Key features of WITNESS Miner include:
Discretisation
There are three automated discretisation methods in WITNESS Miner. There is also the ability to discretise data manually, which allows you you to create your own partitions and apply the same discretisation to both training and testing databases.
For example, a financial company might store the age of their clients in a database. When using this data in a mining exercise, the company might wish to band the ages so that they can use rules such as:
If AGE=BAND_1 where BAND_1 is between 20 and 30.
This is useful because you can't use numeric values to generate both conditions at the same time; you would need separate conditions such as age<30 or age>20.
Feature Subset Selection algorithms
These algorithms remove all the fields that are not highly predictive. This process can be useful for reducing the size of the database and discarding data that is not relevant to your investigation. Conversely, it can provide subsets of data that could be used in separate investigations.
There may be many hundreds of fields in a database that relate to customer profile information. Although you could use all of those fields in the mining algorithm, it is often better to use a reduced number of fields to improve the discovery algorithms' performance.
For example, you could use Feature Subset Selection to find the best 100 fields from a database of 500, then allow the discovery algorithm to identify which of those 100 fields would be useful in a rule.
Rules
Rule induction (using modern heuristic techniques) arrives at a solution through the evaluation of past experience. This is useful in several ways:
It allows you to target a class of interest ("nugget discovery") as opposed to building rules for all classes. This approach is particularly useful for describing rare events such as responses to mailing lists. The algorithm can focus on describing the group of people who responded (typically fewer than 5%) rather than on the 95% who did not respond.
It controls the complexity of the rules generated by limiting the number of conditions.
It introduces a bias towards accurate rules (for critical decisions) or rules that favour coverage.
Handling missing values
All algorithms have been written so that they deal with missing values. This means that you don't have to worry about discarding data or estimating missing values. In some cases, missing values might exist in many fields; discarding affected fields and records would leave very little information in the database. Equally, estimating many values could add potentially dangerous an incorrect information to the database.
A wide variety of standard data processing tools.
WITNESS Miner includes basic, frequently-used data processing tools, which reduce the need to keep returning to the database.
Unique algorithms
The main unique (or novel) algorithm is the simulated annealing approach to rule discovery. Although the Feature Selection is an algorithm that is widely used, WITNESS Miner uses it in a unique way.
Customisable HTML reports
You can save WITNESS Miner reports in HTML format and customise them, ready for printing or adding to your intranet.
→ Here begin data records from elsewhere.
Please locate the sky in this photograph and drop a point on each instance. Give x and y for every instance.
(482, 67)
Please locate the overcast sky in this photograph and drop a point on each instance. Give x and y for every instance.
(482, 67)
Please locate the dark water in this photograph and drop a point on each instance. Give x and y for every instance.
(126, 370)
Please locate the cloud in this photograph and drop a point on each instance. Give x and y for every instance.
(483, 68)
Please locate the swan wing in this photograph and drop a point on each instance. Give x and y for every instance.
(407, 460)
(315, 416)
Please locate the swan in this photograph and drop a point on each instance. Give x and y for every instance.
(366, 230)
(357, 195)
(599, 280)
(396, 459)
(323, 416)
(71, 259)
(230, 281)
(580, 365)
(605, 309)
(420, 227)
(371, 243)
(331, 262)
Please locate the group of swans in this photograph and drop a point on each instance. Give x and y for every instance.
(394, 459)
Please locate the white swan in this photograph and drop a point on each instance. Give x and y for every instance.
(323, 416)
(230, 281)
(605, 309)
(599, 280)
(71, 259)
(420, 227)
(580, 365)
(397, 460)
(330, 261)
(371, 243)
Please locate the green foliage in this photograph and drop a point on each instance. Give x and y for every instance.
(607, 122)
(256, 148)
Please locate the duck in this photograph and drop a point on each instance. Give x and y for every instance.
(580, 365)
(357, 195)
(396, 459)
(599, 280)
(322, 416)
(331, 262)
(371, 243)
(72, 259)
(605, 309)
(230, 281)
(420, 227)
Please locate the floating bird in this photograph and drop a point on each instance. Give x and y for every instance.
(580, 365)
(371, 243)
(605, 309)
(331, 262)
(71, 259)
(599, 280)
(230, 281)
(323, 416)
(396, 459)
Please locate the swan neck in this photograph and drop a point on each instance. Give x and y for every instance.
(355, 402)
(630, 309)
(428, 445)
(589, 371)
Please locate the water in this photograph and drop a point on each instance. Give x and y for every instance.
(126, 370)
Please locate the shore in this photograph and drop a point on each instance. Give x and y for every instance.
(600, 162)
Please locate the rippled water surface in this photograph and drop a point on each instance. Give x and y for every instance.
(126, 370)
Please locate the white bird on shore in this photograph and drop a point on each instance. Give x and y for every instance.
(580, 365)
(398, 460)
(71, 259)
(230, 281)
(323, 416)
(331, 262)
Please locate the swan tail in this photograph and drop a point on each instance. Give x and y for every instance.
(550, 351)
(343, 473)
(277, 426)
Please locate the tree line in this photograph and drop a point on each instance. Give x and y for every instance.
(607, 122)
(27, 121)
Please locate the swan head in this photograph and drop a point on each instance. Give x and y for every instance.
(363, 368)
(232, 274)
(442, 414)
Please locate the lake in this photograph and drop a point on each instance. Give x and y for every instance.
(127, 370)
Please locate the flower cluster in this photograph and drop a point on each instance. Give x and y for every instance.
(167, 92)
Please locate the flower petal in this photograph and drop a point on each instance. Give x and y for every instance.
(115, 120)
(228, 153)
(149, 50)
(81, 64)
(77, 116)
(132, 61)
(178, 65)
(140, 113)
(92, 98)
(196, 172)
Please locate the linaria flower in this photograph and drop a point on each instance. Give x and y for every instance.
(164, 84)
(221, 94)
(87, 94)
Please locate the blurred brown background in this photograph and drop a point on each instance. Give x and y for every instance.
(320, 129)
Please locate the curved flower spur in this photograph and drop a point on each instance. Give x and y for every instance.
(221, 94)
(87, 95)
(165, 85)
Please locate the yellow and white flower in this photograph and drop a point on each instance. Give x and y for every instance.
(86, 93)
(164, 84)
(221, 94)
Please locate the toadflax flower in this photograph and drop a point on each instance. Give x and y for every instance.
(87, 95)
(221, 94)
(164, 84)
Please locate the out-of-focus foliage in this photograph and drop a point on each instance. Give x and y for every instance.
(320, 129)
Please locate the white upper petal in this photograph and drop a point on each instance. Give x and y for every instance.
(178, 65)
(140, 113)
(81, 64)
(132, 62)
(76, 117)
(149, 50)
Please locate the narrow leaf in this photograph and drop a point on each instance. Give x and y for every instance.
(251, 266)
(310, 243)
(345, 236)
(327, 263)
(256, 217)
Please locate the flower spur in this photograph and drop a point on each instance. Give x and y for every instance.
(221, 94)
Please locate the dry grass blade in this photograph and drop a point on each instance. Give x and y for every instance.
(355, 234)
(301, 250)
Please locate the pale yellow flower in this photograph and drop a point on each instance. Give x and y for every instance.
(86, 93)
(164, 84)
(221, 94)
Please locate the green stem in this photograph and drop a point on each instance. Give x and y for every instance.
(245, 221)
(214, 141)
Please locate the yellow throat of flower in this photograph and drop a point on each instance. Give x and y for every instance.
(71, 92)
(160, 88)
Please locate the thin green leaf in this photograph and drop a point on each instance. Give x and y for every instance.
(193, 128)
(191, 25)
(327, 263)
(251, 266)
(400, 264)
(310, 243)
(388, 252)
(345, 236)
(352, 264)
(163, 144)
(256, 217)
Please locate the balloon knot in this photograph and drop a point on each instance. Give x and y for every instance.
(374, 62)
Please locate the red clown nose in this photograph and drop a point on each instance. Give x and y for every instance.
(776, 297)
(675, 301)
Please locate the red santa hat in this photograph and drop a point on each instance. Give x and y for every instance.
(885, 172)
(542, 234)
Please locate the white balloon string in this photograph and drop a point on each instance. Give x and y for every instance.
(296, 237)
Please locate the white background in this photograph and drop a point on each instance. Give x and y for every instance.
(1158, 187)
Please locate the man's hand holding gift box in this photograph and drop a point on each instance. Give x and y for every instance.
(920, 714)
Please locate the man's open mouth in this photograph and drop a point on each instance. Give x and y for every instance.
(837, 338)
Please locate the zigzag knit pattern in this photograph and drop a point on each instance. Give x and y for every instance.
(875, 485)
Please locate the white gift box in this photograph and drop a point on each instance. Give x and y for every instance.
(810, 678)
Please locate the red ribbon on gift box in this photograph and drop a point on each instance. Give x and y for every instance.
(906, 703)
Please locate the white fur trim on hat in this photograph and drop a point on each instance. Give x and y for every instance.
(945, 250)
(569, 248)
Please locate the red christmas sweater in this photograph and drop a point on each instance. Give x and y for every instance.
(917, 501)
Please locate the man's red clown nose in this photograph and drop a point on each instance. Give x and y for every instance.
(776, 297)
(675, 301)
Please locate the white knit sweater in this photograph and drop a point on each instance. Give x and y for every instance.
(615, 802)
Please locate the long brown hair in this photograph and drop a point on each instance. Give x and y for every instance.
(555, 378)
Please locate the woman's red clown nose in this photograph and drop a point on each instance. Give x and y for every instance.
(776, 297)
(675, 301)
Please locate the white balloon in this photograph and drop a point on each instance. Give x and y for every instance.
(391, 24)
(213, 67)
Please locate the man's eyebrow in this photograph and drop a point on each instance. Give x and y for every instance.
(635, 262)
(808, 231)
Exporting rules and decision tree models to XML
You can exploit the knowledge that you have gained from the data by exporting rules and decision tree models to a standard XML format. You can then use the exported models in external applications.
User-friendly interface
WITNESS Miner is easy to use and you can view processes very clearly because streams are represented graphically, as well as in the project tree. All the commonly-used commands are available by clicking on buttons on toolbars.